They passed the scene of the battle, where a nervous, hungry little crowd had gathered. The creek fish was little more than a skeleton, but the scavengers were still picking over the bones.
A little farther down the creek, they saw a school of dace grazing on an algæ-covered rock. They all faced upstream, heads down, little tails up and wagging to balance them against the current.
Quietly, side by side, Old One-Eye and his bride sneaked past, then turned and crept upstream behind the dace. A pounce, a second’s chase, and the sunfish swam downstream again, chewing and spitting out the bones.
Back in the water hazard, Old OneEye undertook to show his mate some of his own choice feeding grounds. He took her to the shallow stagnant spot where Tubifex worms writhed.

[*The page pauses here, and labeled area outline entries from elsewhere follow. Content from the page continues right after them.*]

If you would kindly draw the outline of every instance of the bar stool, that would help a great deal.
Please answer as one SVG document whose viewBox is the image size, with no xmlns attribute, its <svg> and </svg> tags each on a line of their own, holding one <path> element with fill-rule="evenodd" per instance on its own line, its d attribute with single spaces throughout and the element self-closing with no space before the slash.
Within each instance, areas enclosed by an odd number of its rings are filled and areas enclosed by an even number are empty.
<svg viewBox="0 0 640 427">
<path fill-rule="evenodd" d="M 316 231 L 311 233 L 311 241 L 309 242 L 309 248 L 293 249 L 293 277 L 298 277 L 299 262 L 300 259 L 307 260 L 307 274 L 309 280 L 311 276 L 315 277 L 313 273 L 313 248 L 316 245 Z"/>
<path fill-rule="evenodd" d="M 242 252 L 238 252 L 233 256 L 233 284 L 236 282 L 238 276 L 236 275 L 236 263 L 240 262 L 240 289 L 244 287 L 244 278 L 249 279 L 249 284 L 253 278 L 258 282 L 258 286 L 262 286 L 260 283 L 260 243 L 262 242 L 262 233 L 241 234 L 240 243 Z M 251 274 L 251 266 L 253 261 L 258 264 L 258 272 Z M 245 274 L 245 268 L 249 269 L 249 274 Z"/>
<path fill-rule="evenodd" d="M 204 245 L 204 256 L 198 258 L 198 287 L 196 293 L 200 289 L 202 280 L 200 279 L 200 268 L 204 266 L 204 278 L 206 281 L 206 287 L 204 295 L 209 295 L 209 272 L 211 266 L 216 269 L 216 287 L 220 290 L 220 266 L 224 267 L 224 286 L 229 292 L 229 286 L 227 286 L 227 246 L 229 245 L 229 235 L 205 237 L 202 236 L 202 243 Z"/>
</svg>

Gayly they chased bugs and the larvæ of dragon flies. They found an earthworm in the bank, whose tunnel had been broken by the eroding water. Old OneEye tried to get the worm for himself, but the female bit off a small piece before he could entirely swallow it.
They were idling along, when suddenly she darted ahead. Old One-Eye saw that his female was headed for a worm that, contrary to all the laws of the water hazard, dangled far out from shore and moved upstream, against the slight current. He knew that worms pulled wriggling from the bank were rare and delectable food; but just such a worm as this, coiled and suspended by a string, had cost him his right eye. It happened during his second summer, yet Old One-Eye never forgot that such worms bite. He could still remember the searing pain in his lip and his terrified rush into the branches of a submerged limb, the struggle among the branches, and the shock of finding half his world in darkness.
He had no means of telling her what had happened to him, but he could and did prevent her from biting that worm. He rushed on her in fury, he bit and bumped her away from the worm. She was sullen and reluctant, but no female fish can argue with a determined male.
They traveled faster after that, until they reached his own rock-sheltered little cove at dusk. Late as it was, Old One-Eye began to clear a place for his nest and chased out the newts and dace who had moved in during his absence.
The cove was Old One-Eye’s permanent home and was specially suited to his needs. It was protected on two sides by a natural curve in the bank, on the third side by the wall of the dam, and was partially barricaded in front by rocks. Handicapped by the lack of an eye, he could not have raised his babies in open water. The cove seemed impregnable.
V
Next morning, before the first slanting rays of sun struck across the water, Old One-Eye was at work on his nest. First, he cleared away the drifting muck with curling sweeps of his anal fin. Then, with only his body and his mouth for tools, he began to excavate the nest. Round and round, every whirl of his body swept away another layer of sand. He shoveled out pebbles and shells with his big mouth and arranged them in a rough circle around the edge of the nest hole. Gradually the nest took shape, more than a foot across and several inches deep in the centre. He shaped it and packed the clean white sand until it was, in its way, a perfect thing.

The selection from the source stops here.